The Lux Radio Theatre featured film stars from every studio. In radio play scripts adapted from popular films, these actors had an opportunity to publicize current or future projects, keep their names before the public, and stretch different muscles in the very different realm of acting on radio, before a studio audience.

These shows were produced and hosted by famed director Cecil B. DeMille. In 1940, William Powell and Myrna Loy recreated their roles in “Manhattan Melodrama” with Don Ameche in the Clark Gable role. In 1944, Teresa Wright recreated her role in “Shadow of a Doubt,” with William Powell in the Joseph Cotten role. Greer Garson and Ronald Colman had a chance to recreate their roles in “Random Harvest,” and Ronald Colman, Douglas Fairbanks, Jr. and C. Aubrey Smith recreated their roles in “The Prisoner of Zenda.”

Lux wasn’t the only game in town, however. “The Screen Director’s Playhouse,” “Academy Award Theatre,” and “Screen Guild Players” were others which used the same formula of adapting film scripts to radio, in most cases trying to use the original stars.

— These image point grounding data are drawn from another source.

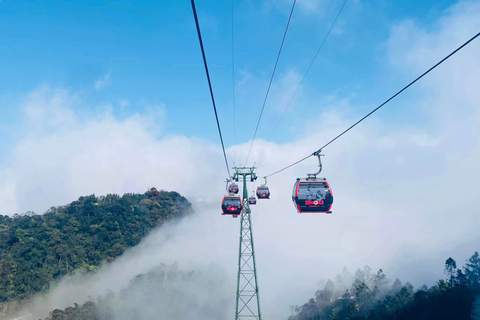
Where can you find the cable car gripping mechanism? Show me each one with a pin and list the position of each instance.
(227, 181)
(314, 175)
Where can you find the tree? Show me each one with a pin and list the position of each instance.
(472, 271)
(450, 270)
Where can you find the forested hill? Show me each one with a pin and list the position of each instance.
(371, 296)
(37, 249)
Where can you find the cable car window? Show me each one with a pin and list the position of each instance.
(313, 191)
(232, 202)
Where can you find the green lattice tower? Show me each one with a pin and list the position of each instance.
(248, 300)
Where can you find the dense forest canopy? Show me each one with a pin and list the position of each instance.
(372, 296)
(37, 249)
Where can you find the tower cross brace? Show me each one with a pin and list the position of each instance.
(248, 299)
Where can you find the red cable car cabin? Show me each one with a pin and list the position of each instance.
(232, 205)
(263, 192)
(312, 195)
(233, 188)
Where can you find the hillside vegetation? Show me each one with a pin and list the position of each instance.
(37, 249)
(164, 292)
(371, 296)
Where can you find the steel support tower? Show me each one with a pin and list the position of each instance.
(248, 300)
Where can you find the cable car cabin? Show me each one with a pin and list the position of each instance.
(312, 195)
(232, 205)
(263, 192)
(233, 188)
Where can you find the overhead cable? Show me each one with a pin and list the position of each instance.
(270, 84)
(308, 69)
(233, 79)
(209, 83)
(374, 110)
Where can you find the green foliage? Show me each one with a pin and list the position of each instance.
(164, 292)
(370, 298)
(37, 249)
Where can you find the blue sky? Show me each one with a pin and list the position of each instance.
(149, 55)
(113, 98)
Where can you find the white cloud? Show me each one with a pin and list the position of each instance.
(102, 81)
(405, 196)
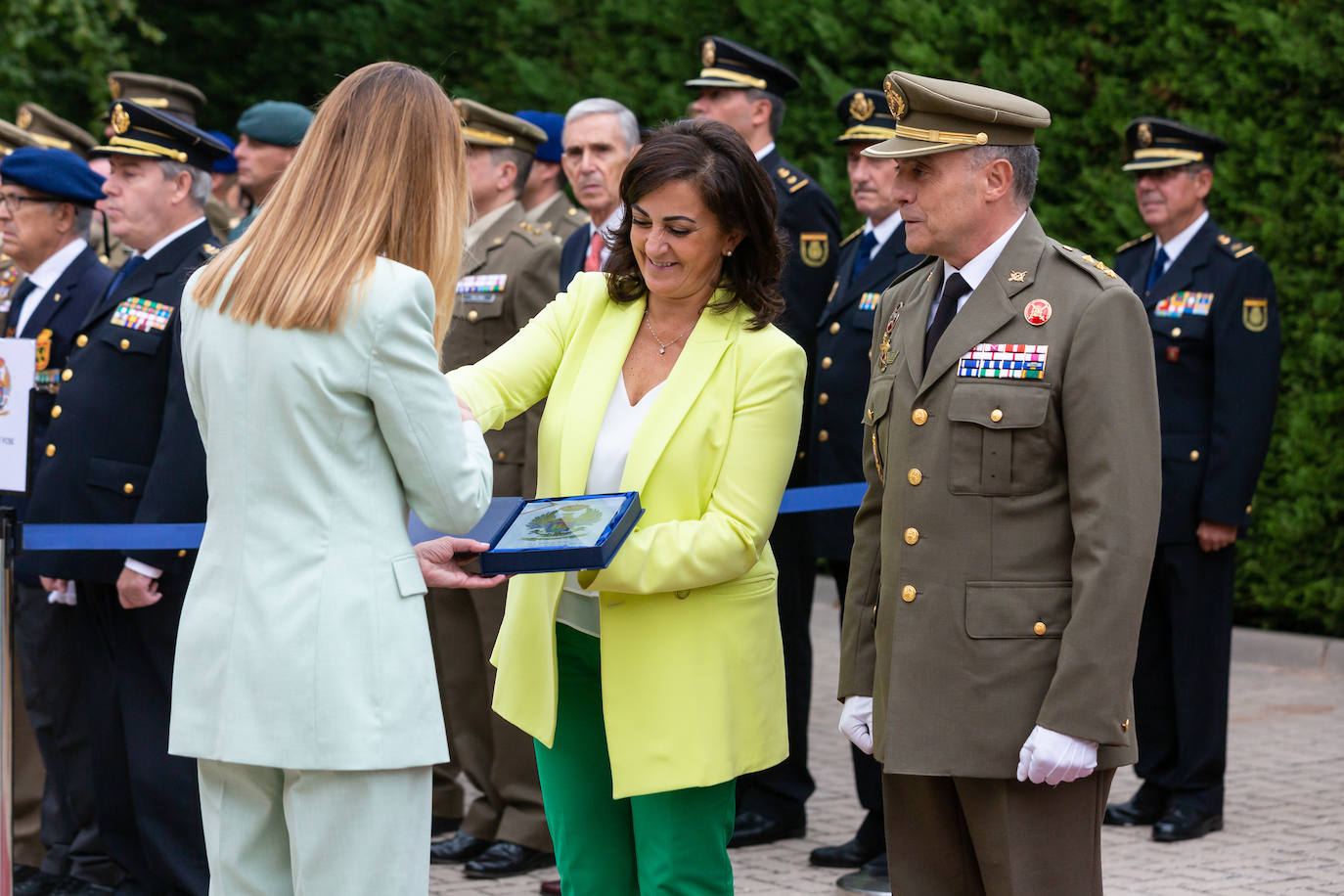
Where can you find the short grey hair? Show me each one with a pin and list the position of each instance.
(776, 108)
(200, 179)
(1026, 164)
(625, 118)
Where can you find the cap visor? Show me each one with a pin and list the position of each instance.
(712, 82)
(906, 148)
(1152, 164)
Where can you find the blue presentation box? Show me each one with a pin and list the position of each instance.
(550, 535)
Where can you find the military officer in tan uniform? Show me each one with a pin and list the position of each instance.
(1003, 547)
(509, 274)
(543, 197)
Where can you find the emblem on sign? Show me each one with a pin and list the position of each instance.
(119, 119)
(1038, 312)
(1256, 315)
(815, 248)
(861, 108)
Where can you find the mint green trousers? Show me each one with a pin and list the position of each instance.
(668, 844)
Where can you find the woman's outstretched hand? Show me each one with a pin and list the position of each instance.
(442, 560)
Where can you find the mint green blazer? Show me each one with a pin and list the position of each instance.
(302, 640)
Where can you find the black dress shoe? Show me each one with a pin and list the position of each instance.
(439, 825)
(1140, 809)
(848, 855)
(506, 860)
(1186, 824)
(459, 848)
(751, 829)
(876, 866)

Some programs were more successful than others. One wonders about the logic of the “Screen Guild Players” attempt to adapt “The Best Years of Our Lives,” a very long movie, into a half-hour radio script. At least “Lux” shows were an hour.

Though original players Frederic March, Myrna Loy, and Teresa Wright were in the radio version, most of the other characters and scenes had to be cut out to fit the story in a half-hour format. It was less an adaptation of “Best Years” than the Cliff Notes. One rather comic aspect is that in the film, March, just home from the service, nervously offers his wife, played by Myrna Loy, a cigarette. She responds, “Have you forgotten, Al? I don’t smoke.” This illustrates their long absence from each other.

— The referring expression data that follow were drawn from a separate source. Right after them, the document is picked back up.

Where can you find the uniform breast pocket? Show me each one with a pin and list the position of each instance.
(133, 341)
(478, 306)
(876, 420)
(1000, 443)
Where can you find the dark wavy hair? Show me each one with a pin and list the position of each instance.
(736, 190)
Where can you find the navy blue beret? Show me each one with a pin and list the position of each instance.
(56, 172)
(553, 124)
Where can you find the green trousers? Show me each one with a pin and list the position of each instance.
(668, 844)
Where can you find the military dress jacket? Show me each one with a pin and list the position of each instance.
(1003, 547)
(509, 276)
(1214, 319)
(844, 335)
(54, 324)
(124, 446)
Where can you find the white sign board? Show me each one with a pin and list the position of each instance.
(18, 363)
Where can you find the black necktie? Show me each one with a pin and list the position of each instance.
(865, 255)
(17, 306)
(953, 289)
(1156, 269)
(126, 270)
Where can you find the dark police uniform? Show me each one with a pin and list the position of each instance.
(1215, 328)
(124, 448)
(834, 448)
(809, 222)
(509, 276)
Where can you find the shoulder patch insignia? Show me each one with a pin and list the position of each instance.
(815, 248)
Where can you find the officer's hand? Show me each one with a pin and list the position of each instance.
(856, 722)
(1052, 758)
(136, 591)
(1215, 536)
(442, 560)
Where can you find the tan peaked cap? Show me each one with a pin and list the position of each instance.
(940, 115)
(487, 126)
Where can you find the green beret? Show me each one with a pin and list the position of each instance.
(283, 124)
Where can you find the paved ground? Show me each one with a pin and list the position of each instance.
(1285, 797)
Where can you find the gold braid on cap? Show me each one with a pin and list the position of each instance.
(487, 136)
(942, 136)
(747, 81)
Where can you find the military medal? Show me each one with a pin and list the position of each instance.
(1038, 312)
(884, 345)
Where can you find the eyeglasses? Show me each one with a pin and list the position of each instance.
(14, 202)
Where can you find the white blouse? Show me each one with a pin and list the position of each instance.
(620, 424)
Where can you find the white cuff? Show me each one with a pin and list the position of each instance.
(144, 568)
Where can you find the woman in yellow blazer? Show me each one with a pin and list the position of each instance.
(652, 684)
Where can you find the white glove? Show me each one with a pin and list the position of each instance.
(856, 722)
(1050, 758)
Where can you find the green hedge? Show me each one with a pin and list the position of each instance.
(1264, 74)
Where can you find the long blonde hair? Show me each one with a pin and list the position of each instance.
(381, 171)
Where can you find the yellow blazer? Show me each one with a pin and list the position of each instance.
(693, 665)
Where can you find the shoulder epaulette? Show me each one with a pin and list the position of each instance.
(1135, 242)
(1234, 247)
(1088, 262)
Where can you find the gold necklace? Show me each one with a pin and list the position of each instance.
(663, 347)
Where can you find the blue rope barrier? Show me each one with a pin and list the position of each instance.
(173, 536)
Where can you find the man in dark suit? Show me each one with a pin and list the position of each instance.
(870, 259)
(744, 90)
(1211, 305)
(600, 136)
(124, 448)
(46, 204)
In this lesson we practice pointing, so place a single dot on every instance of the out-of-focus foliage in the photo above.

However, the “Screen Guild Players” version was sponsored by Camel Cigarettes, so refusing a cigarette was out. Instead, he offers her coffee and she says, “Don’t you remember, Al? I don’t drink coffee.” You can imagine the actors’ and the audience’ eyes rolling over that one.

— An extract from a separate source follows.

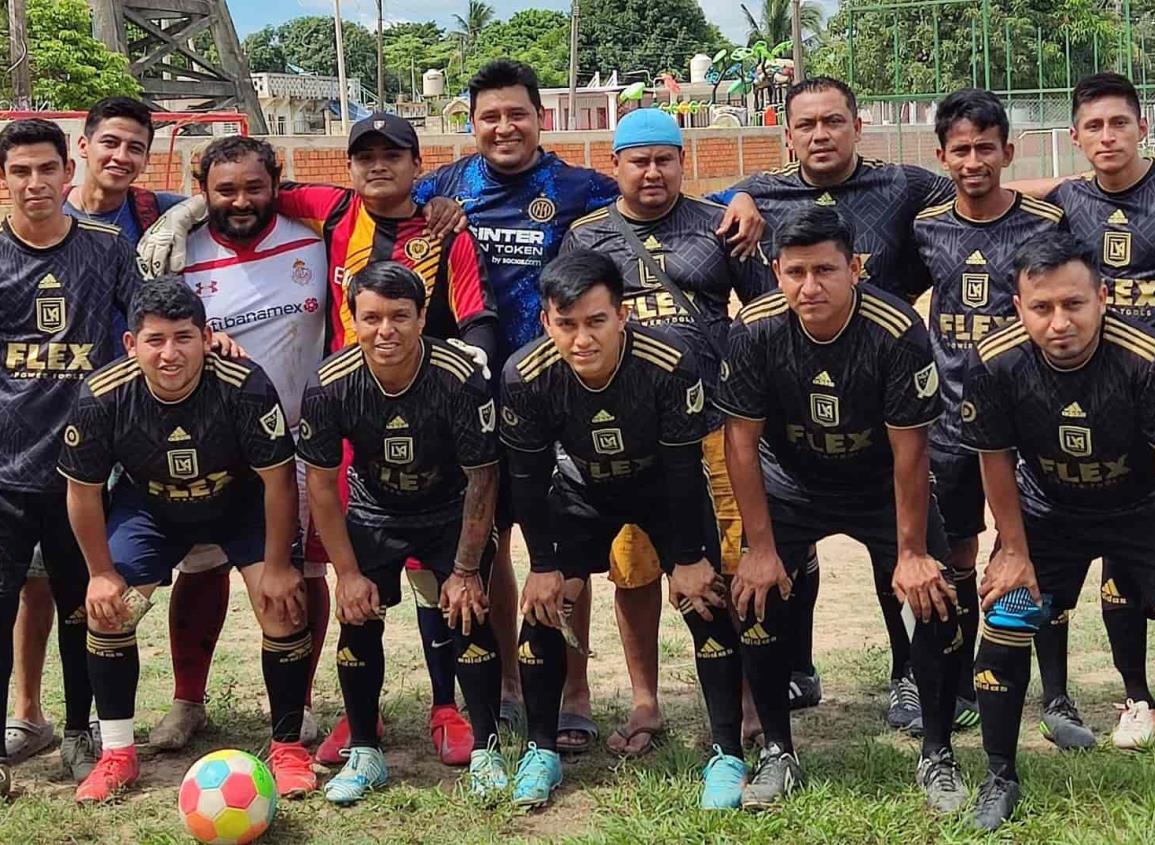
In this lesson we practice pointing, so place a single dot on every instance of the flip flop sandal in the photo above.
(575, 723)
(27, 739)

Most of the radio scripts were fairly faithful, and the shows a lot of fun to hear. Today the Lux Radio Playhouse on Vine Street where the Lux shows were produced is now the Ricardo Montalbán Theatre. Like all theaters, it must be filled with an interesting collage of theater ghosts. Standing before microphones, perhaps, dropping each page of dialogue on the floor.